To be sure, even before last Thursday’s murderous explosions in Madrid, Senator Kerry and his surrogates were denouncing the war in Iraq on the grounds that President Bush failed to get the U.N.’s permission for it and then was unable to turn the governance of the country post-Saddam over to the so-called “international community.” This theme has, however, received mantra-like repetition by the Democratic candidate and his echo chamber ever since the terrorists took down Spain’s government.
The good news is that the Bush administration has finally launched a powerful counterattack. Just about every senior national-security official from President Bush on down has suddenly been made available to explain the logic of removing Saddam Hussein from power as an indispensable part of the war on terror. They and key legislators (like Sen. Jon Kyl of Arizona, chairman of the Senate Republican Policy Committee) have at last gone on offense in response to the ceaseless, direct, and indirect attacks on the Bush team’s integrity as it made the case for draining the “swamp” that was Saddam’s terrorist-sponsoring, WMD-wielding Iraq.
Perhaps most importantly, President Bush and his advocates have directly challenged Senator Kerry, et.al., with respect to what may prove to be the most important foreign-policy issue of the 2004 campaign: John Kerry’s worldview that U.S. freedom of action around the world can safely and, indeed, as a practical matter must be subordinated to the U.N.’s superior judgment. In a powerful example of the assault now being inflicted on the Kerry record and candidacy, Vice President Cheney declared yesterday at the Ronald Reagan Presidential Library: “The United States will never seek a permission slip to defend the security of our country.”
The bad news is that the Bush administration risks grievously blurring where it stands on the appropriate, limited role of the United Nations in determining our security and other interests with its advocacy of a treaty that President Reagan properly rejected 22 years ago.
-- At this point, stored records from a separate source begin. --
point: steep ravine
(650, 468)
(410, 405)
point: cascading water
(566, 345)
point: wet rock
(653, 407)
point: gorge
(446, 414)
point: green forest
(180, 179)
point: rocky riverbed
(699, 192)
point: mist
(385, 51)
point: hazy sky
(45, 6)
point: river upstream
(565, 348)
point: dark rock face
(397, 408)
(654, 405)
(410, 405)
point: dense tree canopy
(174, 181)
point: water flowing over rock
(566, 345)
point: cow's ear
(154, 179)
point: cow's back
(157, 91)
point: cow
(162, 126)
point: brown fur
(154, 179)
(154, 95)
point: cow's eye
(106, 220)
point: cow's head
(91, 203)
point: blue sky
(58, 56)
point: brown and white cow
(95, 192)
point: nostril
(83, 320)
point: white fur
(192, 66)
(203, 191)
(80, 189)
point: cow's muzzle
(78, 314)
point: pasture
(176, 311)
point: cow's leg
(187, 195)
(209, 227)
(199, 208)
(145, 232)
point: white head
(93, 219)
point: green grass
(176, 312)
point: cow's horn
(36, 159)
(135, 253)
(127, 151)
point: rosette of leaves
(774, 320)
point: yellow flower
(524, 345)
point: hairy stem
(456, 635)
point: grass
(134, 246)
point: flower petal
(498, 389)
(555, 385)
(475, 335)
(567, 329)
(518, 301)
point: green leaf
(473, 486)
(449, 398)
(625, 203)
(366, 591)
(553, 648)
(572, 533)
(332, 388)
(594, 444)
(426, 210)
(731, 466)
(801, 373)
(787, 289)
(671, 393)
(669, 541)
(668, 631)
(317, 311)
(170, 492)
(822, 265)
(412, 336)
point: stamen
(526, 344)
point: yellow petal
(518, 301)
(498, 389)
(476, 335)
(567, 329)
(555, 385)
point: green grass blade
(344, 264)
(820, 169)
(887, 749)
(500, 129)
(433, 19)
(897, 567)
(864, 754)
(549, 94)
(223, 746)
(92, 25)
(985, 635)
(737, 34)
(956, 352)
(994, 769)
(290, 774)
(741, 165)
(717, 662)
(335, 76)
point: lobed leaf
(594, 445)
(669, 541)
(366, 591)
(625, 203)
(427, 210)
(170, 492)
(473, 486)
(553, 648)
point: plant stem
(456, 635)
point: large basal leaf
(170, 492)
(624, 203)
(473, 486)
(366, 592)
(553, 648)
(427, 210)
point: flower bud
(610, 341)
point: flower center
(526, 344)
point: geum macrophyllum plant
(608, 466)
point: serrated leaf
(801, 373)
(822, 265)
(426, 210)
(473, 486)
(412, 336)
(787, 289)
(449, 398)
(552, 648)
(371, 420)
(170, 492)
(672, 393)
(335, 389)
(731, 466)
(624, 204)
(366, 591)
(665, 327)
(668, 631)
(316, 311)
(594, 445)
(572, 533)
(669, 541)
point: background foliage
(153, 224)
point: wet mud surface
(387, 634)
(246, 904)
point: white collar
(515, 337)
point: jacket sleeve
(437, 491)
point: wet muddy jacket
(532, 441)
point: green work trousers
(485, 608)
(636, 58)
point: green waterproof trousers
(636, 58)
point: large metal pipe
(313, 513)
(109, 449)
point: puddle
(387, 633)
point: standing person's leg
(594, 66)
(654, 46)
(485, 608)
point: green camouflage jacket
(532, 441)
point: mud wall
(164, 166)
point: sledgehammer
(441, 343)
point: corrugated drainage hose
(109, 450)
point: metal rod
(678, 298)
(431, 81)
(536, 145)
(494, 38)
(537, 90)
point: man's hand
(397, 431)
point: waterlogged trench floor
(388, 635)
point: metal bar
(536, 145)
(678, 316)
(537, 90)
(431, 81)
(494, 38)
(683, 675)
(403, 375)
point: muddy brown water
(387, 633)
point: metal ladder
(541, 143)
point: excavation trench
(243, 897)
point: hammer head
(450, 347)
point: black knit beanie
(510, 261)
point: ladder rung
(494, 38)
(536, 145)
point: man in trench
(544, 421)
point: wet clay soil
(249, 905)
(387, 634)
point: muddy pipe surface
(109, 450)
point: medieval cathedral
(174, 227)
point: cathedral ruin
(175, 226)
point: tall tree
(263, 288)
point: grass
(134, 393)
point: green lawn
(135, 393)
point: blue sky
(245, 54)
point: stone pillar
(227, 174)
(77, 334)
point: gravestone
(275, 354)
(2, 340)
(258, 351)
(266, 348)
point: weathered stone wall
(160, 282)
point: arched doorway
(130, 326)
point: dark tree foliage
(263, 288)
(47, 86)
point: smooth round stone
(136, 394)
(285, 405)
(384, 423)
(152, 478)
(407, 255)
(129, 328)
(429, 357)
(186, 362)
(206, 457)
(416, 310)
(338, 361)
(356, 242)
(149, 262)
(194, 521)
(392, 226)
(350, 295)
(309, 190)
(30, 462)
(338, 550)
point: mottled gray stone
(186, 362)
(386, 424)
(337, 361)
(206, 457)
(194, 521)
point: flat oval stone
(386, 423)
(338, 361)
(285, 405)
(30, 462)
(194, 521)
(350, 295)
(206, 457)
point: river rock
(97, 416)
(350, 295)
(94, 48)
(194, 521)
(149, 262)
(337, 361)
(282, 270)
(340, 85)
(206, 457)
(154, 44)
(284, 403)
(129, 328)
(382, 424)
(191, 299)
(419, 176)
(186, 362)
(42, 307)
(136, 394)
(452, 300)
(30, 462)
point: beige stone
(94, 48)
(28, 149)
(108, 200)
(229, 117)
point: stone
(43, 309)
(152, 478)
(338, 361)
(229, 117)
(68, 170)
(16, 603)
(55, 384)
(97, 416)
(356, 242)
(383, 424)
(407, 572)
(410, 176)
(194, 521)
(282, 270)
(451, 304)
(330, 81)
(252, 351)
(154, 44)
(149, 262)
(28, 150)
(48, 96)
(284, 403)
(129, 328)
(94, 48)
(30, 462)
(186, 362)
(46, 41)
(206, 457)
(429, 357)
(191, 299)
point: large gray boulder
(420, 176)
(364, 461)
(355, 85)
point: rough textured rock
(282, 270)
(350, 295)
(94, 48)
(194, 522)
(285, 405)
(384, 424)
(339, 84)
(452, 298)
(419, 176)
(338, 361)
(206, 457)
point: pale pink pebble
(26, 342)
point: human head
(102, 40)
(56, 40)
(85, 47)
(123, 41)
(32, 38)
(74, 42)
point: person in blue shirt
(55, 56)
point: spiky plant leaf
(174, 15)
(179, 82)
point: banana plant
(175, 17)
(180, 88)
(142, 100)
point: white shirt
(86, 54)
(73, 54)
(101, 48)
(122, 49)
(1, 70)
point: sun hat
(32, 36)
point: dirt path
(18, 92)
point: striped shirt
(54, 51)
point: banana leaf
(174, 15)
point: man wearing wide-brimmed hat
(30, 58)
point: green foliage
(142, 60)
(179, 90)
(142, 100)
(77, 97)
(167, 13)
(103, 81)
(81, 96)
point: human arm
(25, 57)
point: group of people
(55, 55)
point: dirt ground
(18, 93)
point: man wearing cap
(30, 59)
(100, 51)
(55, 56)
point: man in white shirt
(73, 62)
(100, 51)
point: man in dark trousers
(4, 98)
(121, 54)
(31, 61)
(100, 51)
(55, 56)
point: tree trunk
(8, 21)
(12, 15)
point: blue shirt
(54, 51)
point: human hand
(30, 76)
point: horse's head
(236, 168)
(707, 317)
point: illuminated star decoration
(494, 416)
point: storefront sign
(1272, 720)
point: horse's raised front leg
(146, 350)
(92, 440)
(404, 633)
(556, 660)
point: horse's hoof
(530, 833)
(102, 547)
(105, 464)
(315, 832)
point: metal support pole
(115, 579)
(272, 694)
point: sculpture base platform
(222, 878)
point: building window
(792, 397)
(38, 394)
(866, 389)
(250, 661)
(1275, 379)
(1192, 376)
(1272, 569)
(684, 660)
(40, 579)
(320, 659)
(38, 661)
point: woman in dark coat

As was noted in this space on February 26, the administration’s declared support for the Law of the Sea Treaty (LOST) caused it to be approved unanimously by the Senate Foreign Relations Committee even though this accord would constitute the most egregious transfer of American sovereignty, wealth, and power to the U.N. since the founding of that “world body.” In fact, never before in the history of the world has any nation voluntarily engaged in such a sweeping transfer to anyone.
This is the case because LOST creates a new supranational agency, the International Seabed Authority (ISA), which will have control of seven-tenths of the world surface area, i.e., the planet’s international waters. That control will enable the ISA and a court created to adjudicate and enforce its edicts the right to determine who does what, where, when, and how in the oceans under its purview. This applies first and foremost to exploration and exploitation of the mineral and oil and gas deposits on or under the seabeds an authority that will enable the U.N. for the first time to impose what amount to taxes on commercial activities.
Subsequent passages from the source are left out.